I thought I’d start the weekend off with some more photos of butchered antique radios for your viewing
misery pleasure. This is the second-round photo roundup. Check out the first set of ruined antiques here!
An aspiring artist thought this 1940s Philco radio would look better painted in a motif reminiscent of Starry Night. I don’t really agree.
Somewhat similar, a dealer is selling a Zenith tombstone radio that’s been decoupaged with magazine clippings. This was almost an interesting work of art, but because the magazine clippings aren’t from the correct period, it’s just tacky.
This late ’20s lowboy radio was stripped down into an end table. Cleanly done but it would’ve been more interesting with the internals, even non-working.
From Craigslist, someone turned what I suspect is a late ’30s RCA into a bar with a modern stereo built in. Turning radios into bars seems to be a popular thing to do with them.
Radio bar conversions have been going on for a very long time – almost as long as radios have been around – and some can be very interesting. It’s just that many are done without respect for what the radio used to be – and without regard for the shape of the cabinet. Most upright radios don’t have a flat inside space to place anything, making shelving difficult – and ensuring that it’s going to look ugly no matter where it’s stored.
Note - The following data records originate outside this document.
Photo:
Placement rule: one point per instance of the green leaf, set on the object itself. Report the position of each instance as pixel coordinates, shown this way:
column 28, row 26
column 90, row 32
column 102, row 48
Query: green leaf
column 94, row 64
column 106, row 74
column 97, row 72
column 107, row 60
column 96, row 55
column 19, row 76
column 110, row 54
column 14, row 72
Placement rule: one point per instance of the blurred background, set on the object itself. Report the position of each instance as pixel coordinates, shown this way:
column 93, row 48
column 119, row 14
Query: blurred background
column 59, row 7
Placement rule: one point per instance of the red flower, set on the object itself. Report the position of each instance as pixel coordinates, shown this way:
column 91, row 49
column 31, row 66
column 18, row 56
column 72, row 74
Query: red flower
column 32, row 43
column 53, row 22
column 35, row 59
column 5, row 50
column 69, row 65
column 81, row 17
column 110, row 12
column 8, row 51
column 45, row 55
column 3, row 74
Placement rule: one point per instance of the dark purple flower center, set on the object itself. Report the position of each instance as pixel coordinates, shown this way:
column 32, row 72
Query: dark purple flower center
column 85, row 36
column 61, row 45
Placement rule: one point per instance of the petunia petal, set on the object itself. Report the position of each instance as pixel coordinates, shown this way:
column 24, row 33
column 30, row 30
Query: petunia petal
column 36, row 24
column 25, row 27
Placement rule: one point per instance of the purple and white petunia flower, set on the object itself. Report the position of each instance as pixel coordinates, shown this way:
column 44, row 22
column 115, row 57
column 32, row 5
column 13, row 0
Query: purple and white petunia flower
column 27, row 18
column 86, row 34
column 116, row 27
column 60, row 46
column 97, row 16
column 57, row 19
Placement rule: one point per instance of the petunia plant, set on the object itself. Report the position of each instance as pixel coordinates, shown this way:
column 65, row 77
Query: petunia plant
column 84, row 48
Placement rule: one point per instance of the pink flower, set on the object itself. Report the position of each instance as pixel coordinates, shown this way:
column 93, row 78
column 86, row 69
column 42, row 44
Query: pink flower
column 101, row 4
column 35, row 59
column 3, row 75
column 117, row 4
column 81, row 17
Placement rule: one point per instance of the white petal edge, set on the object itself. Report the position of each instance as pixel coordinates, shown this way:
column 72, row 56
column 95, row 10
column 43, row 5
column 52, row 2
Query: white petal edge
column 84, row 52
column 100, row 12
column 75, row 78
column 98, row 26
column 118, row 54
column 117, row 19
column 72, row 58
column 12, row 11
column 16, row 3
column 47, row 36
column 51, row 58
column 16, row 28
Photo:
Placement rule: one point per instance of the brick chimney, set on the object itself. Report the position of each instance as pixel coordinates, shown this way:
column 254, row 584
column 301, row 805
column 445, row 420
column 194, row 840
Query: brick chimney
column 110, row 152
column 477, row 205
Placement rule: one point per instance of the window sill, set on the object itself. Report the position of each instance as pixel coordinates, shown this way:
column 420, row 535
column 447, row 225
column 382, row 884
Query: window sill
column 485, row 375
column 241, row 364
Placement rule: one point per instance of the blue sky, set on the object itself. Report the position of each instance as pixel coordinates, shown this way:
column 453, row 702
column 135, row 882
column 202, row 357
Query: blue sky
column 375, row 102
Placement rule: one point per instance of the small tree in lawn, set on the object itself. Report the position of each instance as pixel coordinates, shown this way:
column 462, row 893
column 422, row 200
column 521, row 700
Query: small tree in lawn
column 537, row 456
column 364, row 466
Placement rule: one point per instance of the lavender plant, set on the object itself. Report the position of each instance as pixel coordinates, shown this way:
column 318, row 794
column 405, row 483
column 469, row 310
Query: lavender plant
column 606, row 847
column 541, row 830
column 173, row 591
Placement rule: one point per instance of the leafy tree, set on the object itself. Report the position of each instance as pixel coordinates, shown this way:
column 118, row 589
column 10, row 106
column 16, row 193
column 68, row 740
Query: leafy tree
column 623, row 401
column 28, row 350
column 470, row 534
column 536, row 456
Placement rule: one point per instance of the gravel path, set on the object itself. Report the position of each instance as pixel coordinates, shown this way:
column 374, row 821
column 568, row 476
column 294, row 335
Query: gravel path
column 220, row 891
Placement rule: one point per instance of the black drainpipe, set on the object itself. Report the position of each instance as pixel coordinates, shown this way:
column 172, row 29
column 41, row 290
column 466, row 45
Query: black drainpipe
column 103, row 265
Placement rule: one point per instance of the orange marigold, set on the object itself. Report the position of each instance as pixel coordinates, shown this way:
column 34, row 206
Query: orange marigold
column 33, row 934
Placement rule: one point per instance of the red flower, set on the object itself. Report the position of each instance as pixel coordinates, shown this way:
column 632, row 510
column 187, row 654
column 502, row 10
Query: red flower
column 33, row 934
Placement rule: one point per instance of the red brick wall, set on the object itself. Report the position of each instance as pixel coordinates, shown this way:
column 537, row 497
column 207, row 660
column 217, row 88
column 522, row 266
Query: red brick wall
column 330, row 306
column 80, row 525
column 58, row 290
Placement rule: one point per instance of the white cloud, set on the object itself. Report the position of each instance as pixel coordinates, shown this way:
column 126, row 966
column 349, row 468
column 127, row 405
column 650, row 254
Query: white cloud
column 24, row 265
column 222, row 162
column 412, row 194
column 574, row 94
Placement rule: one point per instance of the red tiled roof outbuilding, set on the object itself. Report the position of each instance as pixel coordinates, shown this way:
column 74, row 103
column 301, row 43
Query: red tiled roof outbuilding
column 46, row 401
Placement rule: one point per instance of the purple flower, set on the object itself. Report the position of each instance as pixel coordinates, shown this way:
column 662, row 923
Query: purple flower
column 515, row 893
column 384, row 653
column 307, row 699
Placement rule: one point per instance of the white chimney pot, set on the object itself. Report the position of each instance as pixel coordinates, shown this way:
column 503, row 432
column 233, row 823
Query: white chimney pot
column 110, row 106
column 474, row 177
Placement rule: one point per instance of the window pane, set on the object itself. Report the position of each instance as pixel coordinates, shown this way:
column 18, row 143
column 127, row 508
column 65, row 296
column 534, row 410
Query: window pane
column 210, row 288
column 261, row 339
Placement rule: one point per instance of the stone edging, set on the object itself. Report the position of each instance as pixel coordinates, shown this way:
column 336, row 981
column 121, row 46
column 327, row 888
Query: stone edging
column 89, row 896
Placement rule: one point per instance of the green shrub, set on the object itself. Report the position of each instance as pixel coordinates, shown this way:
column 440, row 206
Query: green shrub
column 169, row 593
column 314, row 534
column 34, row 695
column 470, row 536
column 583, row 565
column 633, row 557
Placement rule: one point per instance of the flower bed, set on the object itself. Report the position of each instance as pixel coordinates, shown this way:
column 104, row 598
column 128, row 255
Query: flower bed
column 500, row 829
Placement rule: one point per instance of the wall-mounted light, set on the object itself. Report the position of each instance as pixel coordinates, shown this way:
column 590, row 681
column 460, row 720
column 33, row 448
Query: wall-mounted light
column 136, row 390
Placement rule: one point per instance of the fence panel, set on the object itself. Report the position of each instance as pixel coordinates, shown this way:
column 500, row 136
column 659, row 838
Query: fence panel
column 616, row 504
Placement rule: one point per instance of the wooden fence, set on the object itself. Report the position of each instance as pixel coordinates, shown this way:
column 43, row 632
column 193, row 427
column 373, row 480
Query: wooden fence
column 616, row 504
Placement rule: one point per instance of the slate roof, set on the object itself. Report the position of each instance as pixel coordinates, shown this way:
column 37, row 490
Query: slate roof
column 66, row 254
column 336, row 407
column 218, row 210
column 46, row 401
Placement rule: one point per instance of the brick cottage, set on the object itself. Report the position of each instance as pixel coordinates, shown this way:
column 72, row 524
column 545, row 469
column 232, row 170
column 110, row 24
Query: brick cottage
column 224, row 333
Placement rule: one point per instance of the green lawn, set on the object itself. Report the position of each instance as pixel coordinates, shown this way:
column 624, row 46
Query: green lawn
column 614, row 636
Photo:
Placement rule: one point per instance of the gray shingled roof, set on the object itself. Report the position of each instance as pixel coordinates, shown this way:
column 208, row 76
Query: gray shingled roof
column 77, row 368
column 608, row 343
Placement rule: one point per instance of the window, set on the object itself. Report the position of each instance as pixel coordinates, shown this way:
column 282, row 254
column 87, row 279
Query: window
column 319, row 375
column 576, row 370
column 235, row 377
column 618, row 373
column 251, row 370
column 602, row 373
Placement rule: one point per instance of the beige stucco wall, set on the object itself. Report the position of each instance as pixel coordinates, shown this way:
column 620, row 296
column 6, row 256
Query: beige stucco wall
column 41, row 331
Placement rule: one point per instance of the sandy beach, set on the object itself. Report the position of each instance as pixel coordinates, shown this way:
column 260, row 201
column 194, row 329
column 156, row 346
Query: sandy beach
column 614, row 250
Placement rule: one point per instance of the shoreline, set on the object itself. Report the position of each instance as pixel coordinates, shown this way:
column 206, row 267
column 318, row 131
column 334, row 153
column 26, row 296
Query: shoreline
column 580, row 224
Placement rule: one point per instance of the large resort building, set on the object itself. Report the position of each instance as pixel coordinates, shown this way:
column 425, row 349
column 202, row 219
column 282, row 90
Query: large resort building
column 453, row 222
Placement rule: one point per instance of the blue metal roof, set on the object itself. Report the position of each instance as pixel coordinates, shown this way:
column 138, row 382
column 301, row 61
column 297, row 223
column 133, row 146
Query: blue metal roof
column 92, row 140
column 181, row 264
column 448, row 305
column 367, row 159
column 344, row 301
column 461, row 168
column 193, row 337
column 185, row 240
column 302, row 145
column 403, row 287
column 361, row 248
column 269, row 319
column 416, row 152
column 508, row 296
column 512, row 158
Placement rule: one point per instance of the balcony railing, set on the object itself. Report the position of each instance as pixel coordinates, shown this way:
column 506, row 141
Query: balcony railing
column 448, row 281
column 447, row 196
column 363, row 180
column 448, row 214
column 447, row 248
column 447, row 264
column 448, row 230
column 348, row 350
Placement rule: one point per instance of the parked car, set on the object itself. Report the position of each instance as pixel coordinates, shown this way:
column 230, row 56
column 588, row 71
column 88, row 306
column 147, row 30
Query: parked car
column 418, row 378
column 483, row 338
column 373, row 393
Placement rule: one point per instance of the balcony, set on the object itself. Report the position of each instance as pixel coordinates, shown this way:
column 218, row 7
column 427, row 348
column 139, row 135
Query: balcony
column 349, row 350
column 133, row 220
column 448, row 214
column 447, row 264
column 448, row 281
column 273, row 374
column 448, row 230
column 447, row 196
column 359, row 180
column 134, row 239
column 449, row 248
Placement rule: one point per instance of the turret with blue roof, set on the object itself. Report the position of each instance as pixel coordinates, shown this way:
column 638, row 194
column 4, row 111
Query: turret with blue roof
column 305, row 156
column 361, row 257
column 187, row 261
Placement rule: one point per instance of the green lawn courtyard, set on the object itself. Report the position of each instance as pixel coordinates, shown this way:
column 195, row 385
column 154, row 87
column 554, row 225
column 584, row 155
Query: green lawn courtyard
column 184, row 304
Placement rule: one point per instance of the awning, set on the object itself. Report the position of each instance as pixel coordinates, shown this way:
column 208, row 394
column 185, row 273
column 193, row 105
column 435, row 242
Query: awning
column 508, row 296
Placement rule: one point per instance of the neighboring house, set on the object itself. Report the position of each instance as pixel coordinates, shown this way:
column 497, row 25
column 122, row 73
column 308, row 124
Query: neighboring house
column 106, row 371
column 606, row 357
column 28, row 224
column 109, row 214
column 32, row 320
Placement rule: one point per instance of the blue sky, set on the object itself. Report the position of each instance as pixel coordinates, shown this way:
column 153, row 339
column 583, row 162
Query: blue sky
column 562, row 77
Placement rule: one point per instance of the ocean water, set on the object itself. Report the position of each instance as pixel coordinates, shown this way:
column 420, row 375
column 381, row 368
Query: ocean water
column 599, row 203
Most similar-looking Post-War consoles with a record player are reasonably suitable for conversions. This one has been adapted into a cigar bar:
That’s not too bad, but radios with more square space inside are even better:
I’ll be converting one in this style to a bar myself, soon:
Back in the 1930s, radiobars were intricate pieces of high-end furniture in custom made cabinets for the wealthy and were produced by several major brands. This 1937 Philco radiobar has great folding out sides and mirrored backing, with period glassware:
They came in a few cabinet styles:
There were even models produced into the ’40s and ’50s, like this Porto-Baradio mantle-top bar:
If you’re looking for an antique radio bar, you might be better off shelling out for an authentic one rather than a conversion.
And finally, leaving you with one that looks deceptively like a ruined antique but is in fact very special:
While it might look at first glance like a 1930s RCA radio that’s been painted black and had 1970s chair rails stuck on the ends, this is in fact an original by famed industrial designer and RCA contributor John Vassos and is worth thousands. Its style is the sort of thing that could be easily overlooked, too!